Despite the confusing aspects though, some themes or motifs do seem to be emerging. One is of the sun, the text is littered with descriptions of sunlight. Whether it is the particular colors of the light or a setting sun. I'm not sure if certain sunlight conditions tend to go with particular events or moods in the story, but it is something I will be keeping an eye on. Another motif I saw is the ocean representing melancholy or sadness. There were also a lot of mentions of Shakespeare with the discussion of ocean water, I'm not sure how the go together though.

One more thing a noticed was a slight alluding to affairs between certain characters. First between Mrs. Flanders and Captain Barfoot. I only got this idea because the text suggest that Mrs Barfoot did not like that her husband was visiting Mrs. Flanders to say goodbye. "Mrs Barfoot knew that Captain Barfoot was on his way to Mrs Flanders."(17) If it were "Flanders'" that would suggest that he was visiting the woman's home, not the woman herself. To me this suggest a romantic relationship. The second instance of the is between Jacob and the mother of his friend Tim "thinking of Jacob, thinking he must not say that he loves her, no no no."(46) I could be way off base, that's just the idea I gathered from the text.

Monday, August 30, 2010

Notes on A Sketch of the Past

A Sketch of the Past illuminated the early years of Virginia Woolf. She describes the people and places that make up her young life. Talland House is one of the places she spends a lot of time, actually she only spent a month and a half out of the year there. Nevertheless, it made up a significant part of her memoir. Virginia may feel so connected to the house because it was purchased just before she was born. It is the place associated with two of her most negative early memories. First when her brother, Gerarld Duckworth, molested her. She does not reveal exactly how old she was at the time, she just writes that she was very small. Woolf hints that this might have something to do with her "looking glass shame." (9) She also suggest it might have something to do with her puritan inheritance. It is obviously a detriment in her life because it causes everything that has to do with dress to make her nervous. Also, because of this shame, she can only appreciate beauty outside herself. Another of Virginia's negative memories if of a suicide she heard about. An apple tree she passes reminds her of it. She discusses why certain things may get remembered, while others simply fade away. She also writes about what makes a memory positive or negative. She decides it is whether she felt powerless or conscious in the situation.

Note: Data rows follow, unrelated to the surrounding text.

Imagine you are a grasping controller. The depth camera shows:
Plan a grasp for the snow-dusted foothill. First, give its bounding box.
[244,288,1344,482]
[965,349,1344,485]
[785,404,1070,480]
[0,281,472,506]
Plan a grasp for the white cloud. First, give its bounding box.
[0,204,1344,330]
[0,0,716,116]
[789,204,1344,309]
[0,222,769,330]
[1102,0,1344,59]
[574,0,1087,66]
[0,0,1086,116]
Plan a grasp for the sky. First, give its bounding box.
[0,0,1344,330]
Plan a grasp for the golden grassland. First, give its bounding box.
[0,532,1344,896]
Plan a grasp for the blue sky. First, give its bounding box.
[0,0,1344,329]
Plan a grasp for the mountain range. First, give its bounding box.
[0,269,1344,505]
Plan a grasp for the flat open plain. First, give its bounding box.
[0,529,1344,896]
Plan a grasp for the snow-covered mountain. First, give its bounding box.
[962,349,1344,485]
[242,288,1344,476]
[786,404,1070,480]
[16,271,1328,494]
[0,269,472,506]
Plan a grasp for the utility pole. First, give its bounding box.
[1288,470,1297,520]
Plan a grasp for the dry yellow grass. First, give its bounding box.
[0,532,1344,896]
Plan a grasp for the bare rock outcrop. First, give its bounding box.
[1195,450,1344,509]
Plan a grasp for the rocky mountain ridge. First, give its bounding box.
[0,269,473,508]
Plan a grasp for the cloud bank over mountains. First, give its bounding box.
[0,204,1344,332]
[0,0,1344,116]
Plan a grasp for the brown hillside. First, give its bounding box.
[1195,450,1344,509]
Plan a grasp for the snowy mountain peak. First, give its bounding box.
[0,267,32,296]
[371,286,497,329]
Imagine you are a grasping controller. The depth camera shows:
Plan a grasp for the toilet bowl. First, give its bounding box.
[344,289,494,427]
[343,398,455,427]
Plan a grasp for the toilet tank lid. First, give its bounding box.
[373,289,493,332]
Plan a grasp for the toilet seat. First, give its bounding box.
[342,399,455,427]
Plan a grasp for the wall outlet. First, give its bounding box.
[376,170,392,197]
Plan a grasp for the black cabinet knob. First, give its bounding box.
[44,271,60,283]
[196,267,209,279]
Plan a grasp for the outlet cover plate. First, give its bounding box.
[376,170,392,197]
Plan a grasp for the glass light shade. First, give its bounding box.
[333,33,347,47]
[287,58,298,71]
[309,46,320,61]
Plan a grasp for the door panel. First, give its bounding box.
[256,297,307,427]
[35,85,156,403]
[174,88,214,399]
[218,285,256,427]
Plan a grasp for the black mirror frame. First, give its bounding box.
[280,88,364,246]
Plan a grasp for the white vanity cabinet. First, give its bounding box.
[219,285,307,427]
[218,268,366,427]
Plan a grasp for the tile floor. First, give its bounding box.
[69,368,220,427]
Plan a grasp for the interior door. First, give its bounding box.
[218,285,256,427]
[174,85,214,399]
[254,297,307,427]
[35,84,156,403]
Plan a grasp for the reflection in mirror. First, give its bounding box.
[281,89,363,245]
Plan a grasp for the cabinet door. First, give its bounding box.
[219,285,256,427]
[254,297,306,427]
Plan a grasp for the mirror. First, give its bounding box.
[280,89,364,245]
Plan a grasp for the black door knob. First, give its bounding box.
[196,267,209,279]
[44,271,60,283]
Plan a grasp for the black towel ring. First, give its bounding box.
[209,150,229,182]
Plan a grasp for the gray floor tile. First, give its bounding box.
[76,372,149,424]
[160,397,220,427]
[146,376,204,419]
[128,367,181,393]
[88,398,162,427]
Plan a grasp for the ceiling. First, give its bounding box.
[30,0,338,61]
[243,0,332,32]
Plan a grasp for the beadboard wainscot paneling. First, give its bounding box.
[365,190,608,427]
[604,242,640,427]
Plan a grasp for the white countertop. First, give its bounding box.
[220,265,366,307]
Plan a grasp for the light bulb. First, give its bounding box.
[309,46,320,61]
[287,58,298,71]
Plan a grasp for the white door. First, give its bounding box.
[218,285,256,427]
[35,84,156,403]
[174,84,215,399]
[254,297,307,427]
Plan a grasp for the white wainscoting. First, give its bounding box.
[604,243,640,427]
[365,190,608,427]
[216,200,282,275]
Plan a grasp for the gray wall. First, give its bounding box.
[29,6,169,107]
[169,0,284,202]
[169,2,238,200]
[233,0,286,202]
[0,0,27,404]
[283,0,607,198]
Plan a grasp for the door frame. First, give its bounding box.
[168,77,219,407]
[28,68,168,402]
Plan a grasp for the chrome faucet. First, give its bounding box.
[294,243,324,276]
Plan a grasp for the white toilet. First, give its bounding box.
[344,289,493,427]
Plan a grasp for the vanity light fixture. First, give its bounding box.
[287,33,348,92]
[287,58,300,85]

Virginia's mother was a very important person in her life. Even after she died when Virginia was thirteen, she continued to be an invisible presence in her daughter's life/ (14) Virginia stated that both Talland House and Hyde Gate were full of her. Virginia's mother was also the force that kept the family together. After her death, parties and merriment ceased. A figure closely associated with Virginia's mother is Stella. She says they were like the sun and the moon. Virginia describes her older sister as quiet, as well as modest and charming. Stella died shortly after her wedding. For her widowed husband Jack a skeleton tree became the symbol of his immense grief. This speaks to the suicide apple tree and begins to form a motif where tree's represent death.

Sunday, August 22, 2010

First Blog Post: Woolf Pack

I'm Lindsay Swan. I'm a senior this year. I'm an English major with Journalism minor. My passions are reading, writing, and art. I love my dogs and my cat Sgt Pepper. I'm taking this course mostly because it is a requirement for my major. Regardless of that though, I have an interest in feminist literature. I'm excited to become familiar with Woolf's life and works. I don't know much of anything about Virginia Woolf so I'm sure I will learn a ton in this class.